How I Could Have Improved the Value of What I Learned
After reflecting on my experience, I understood that even the medical field has problems. This contradicted my first impression of how excellent the sector was at providing equal and transparent services to all individuals. I realized that elderly patients were always dull and incorporative because they did not receive the attention or treatment they felt they required or were treated unfairly, with the impression that their health issues were not taken seriously by health professionals due to prejudice. Older persons who encountered prejudice were more likely to have poorer health, incur economic difficulties, and be dissatisfied with their care than those who did not.
I believe that my engagement with the patients and trying to have their opinions and thoughts helped in realize that the patients were not treated fairly as per their expectations. The interaction created my awareness of the clinicians’ attitudes towards the aged and sparked concerns about the causes of such discrimination for improvement. According to one of the patients, the clinicians did not regard their health as important due to their age. With their expressions and embedded experience in mind, I was convinced that the medical field did not have much concern for the aged. However, I was concerned about knowing the patients’ problems rather than ways of improving them. My weakness in not finding the solution to their problem gave me a purpose and urged me to find better solutions to such discrimination.

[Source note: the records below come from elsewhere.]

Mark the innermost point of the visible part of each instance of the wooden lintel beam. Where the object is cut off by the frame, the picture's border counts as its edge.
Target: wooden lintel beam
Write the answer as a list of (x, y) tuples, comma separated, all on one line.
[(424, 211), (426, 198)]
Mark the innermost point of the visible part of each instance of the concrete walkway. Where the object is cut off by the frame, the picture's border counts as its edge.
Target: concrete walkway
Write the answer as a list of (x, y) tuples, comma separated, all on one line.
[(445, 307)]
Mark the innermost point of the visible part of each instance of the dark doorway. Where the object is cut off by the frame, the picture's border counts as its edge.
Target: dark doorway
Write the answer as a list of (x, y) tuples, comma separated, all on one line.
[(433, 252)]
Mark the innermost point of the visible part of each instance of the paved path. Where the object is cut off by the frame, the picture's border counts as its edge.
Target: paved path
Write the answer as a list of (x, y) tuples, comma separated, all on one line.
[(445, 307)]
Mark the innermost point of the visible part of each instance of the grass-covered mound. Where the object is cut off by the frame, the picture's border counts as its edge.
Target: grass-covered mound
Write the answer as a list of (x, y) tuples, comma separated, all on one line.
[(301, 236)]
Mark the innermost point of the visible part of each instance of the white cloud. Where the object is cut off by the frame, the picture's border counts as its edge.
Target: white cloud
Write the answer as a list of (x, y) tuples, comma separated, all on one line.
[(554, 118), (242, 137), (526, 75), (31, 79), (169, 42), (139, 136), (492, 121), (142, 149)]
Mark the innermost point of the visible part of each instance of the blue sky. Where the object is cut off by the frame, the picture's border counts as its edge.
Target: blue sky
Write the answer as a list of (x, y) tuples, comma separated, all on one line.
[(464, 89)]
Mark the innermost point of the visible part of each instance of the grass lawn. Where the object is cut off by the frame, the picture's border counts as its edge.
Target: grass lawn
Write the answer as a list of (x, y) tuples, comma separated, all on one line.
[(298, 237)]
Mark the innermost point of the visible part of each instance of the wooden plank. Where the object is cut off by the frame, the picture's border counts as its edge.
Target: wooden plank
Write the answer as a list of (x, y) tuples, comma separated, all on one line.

Therefore, I learned that to eradicate discrimination in the medical field, we must ensure we create a good rapport between clinicians and patients.
Conclusion
Fighting prejudice in the health care system is critical to improving health equity. Given that older individuals consume significantly more healthcare services than younger people and that the population is rapidly aging, tackling prejudice in healthcare settings is particularly critical for older people. Ending healthcare prejudice begins with acknowledging it and then actively working to deconstruct it. As a result, my future step in eradicating prejudice in the medical industry will be to encourage openness and accountability by recognizing instances of discrimination and publicly publishing discrimination data. I am convinced that with the interacting skills I have acquired and the patient-doctor relation, better service and only be provided where two interact freely and willingly. My action will be to create diversity and eradicate the barriers that make clinicians discriminate against aged patients to enhance equity.